Following its meeting on Sunday, the National Public Health Emergency Team, NPHET, wrote to Government to outline their concerns about the increasing number of Covid cases throughout the State. It was, and still is, an extremely worrying situation. Since the weekend, there have been a number of large clusters in nursing homes, including one in Convoy in my own constituency. The rate of admissions to hospital has been on the rise and the number of Covid-19 cases in ICU has risen, as has the number of patients on ventilators. This is all reflected in the comments of the Chief Medical Officer, CMO, Dr. Tony Holohan, yesterday who said that his level of concern on Sunday was lower than his current level of concern.
Since then, instead of setting out a plan to deal with the situation in our hospitals, the Government has allowed a narrative to prevail that this it is everybody's fault bar their own. The Tánaiste said on RTÉ television that NPHET's advice was landed upon him as a surprise. We now know that is not the case. The CMO organised an extraordinary meeting of NPHET on Sunday and informed the Minister for Health of this on Saturday. He spoke to the Minister before and after the NPHET meeting. He did everything he could have to keep the Government in the loop. It was only when NPHET's recommendations made their way to Government that they were leaked. For 24 hours afterwards, the Government said nothing. When the Tánaiste did say something on national television, it was to engage in distraction and a sideshow. He played the man instead of the ball.
In all of this time the Minister for Health stayed schtum. He said nothing and allowed the perception to prevail that this had all come out of the blue.
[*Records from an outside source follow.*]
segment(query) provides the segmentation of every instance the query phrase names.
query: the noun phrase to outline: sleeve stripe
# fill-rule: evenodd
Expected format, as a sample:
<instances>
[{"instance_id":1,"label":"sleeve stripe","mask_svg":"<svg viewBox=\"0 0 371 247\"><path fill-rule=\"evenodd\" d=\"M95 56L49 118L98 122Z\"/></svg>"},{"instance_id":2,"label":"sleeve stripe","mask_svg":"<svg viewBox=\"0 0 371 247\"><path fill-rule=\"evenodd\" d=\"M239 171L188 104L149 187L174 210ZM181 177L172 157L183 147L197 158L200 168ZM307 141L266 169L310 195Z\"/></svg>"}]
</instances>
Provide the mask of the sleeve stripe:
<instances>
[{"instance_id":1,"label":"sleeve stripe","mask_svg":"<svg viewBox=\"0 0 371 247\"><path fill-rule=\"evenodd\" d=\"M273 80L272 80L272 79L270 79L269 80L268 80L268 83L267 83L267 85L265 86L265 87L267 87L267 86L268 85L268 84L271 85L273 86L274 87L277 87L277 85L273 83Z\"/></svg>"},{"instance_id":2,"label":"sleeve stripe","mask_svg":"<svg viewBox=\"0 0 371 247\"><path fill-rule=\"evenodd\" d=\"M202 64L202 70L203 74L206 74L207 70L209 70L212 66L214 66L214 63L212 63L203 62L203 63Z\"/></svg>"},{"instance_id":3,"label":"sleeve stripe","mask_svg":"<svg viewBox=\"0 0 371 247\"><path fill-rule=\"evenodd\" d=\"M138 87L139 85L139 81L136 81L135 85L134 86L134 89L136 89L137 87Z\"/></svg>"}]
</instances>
Most significantly, since then he has said nothing about increasing capacity in our hospitals. That is the real issue here.
We are unprepared for a surge in our hospitals due to the lack of capacity. The winter plan the Government published is insufficient, as everybody knows. The Irish Medical Organisation, IMO, has said that the winter plan will not be enough. Its president, Dr. Padraig McGarry, said that shutting down elective care to deal with any winter surge is not an option given the impact of delayed diagnosis, delayed treatment and ever-increasing waiting lists for outpatient appointments, inpatient day cases and investigative procedures. This lack of capacity and lack of beds is the crux of the problem.
The Tánaiste might talk about surge capacity and so on in his reply but we know that the knock-on effects of this approach will be absolutely catastrophic for the health service. He knows that and so do I. We need to tackle this issue head-on and to tackle it now. Does the Tánaiste accept that ICU capacity is a major issue? Does he also accept that the current plan is completely insufficient to deal with a second surge without having a massive impact on non-Covid care? Crucially, what is he going to do about it?